Disability doesn’t pay as much as a job. You’ll have to cut back on many things. But it does come with Medicare, so you will have health insurance.
You are allowed to earn limited amounts of money while on disability. The SSDI limit is about $1,100 per month. SSI has no limit but subtracts part of your earnings from your SSI payments.
Qualifying for disability
Having diabetes does not qualify you for disability, but symptoms or complications might. You must be “significantly impaired,” meaning unable to do “substantial” paid work.
• People with diabetes often qualify because of neuropathy. According to Social Security Disability Help (SSDH), nerve damage “must significantly affect two extremities to the extent that a person experiences a ‘sustained disturbance’ of movement of those extremities, or in walking, or in simply standing.”
• Poor glucose control might qualify you. If you go into acidosis that “occurs at least once in every two months and which is documented by blood tests,” you should qualify.
• If fatigue prevents you working a whole shift, or if health-related problems mean you will miss more than two days of work per month; that limitation may help you qualify for disability.
• According to SSDH, eye damage resulting in “a significant loss of peripheral vision or a significant loss of visual acuity in the better of the two eyes [qualifies you.]”
• Complications such as kidney failure, heart disease, or limb amputation could meet Social Security’s standards.
How to apply
You have to carefully fill out an application documented with all the medical records you can find. You have to convince them you can’t work like you used to. According to Nolo’s Aaron Hotfelder, “When filing for disability benefits for diabetes, it’s important to list all your symptoms and diagnoses, even those unrelated to your diabetes.”

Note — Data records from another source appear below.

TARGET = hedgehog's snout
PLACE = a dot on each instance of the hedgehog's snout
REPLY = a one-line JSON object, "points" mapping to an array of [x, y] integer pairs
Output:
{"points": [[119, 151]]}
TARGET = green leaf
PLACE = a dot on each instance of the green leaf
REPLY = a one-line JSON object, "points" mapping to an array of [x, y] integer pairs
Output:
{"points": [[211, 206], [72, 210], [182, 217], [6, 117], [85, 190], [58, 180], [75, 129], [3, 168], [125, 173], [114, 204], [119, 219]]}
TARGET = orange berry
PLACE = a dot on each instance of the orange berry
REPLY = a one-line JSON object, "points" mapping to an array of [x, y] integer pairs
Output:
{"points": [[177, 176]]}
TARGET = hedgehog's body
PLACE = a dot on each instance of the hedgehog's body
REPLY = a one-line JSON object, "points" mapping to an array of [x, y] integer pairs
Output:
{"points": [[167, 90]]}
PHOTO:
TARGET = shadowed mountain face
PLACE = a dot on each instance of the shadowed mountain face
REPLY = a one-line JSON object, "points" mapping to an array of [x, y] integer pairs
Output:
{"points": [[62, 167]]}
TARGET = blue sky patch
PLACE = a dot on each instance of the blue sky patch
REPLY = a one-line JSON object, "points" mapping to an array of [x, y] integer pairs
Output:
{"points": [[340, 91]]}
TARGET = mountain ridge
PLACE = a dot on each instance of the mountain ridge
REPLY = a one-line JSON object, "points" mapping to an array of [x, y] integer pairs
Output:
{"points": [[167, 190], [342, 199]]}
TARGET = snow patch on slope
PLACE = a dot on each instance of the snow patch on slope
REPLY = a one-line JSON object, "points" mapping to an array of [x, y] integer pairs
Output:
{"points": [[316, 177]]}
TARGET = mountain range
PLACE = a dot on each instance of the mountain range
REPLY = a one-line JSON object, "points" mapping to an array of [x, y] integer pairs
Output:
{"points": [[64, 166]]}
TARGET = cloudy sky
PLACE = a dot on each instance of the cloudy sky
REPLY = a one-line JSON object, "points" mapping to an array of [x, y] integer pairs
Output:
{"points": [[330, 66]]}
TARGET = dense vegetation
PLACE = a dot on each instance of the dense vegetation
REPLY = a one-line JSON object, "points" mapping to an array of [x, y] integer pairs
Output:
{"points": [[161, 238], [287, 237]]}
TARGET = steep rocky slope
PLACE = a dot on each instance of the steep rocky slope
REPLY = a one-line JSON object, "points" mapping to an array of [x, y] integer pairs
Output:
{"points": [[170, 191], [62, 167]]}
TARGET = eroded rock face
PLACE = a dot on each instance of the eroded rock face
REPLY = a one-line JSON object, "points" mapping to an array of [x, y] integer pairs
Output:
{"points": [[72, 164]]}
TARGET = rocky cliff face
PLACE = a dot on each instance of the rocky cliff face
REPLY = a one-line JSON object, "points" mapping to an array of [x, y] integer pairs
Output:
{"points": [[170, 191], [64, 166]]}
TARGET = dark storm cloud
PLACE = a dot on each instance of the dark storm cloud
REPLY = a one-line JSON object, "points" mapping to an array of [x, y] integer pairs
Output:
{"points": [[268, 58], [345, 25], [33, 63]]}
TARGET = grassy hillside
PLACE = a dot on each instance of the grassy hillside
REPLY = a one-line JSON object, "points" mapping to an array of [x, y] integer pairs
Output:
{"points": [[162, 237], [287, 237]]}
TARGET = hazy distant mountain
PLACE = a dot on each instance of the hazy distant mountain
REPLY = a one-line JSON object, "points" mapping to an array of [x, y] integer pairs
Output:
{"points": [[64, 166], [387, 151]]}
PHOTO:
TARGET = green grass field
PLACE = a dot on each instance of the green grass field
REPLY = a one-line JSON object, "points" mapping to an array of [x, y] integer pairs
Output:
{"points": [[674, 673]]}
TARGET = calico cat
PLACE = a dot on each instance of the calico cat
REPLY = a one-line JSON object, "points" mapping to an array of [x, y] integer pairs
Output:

Records from specialists seem to count more than from family doctors. Vision problems should be seen by an ophthalmologist, heart problems by a cardiologist, and so on. The idea is to document how your symptoms affect your work capacity.
“Getting a medical-vocational allowance is the most common way to get approved for disability benefits,” writes Hotfelder. “A medical-vocational allowance [starts with] your Residual Functional Capacity (RFC).”
SSA puts your RFC on an elaborate disability decision “grid.” They look at your “exertional” limitations — how much can you walk, lift, bend, sit, push, pull, and other physical things. They also examine your “non-exertional” limitations, like use of the hands, mental issues, and fatigue. They look at your age — it’s easier to qualify for disability if you’re older — skills and work experience, and combine it all to qualify you or reject you.
It’s hard to get disability. You will have a better chance with an advisor, who may be an attorney. Advisors’ fees are set by SSA, are only charged if you win, and are quite reasonable.
You might need to bring your doctor forms like an RFC evaluation that you can get online here or from an advisor. SSA might insist you be evaluated by their doctors, a hassle you’ll have to put up with.
It’s normal to be rejected the first time you apply. SSDRC advises: Don’t file a new application; get some help and appeal. Applicants usually win eventually.
Applying for disability is a big decision. Don’t rush into it. Check out some of the links here and other sources. Talk to an advisor. Remember, long-term disability doesn’t have to mean permanent disability. Social Security will help you learn new skills and find new work if that is appropriate. Your health might improve. Your life might change for the better. If it seems like a match, go for it.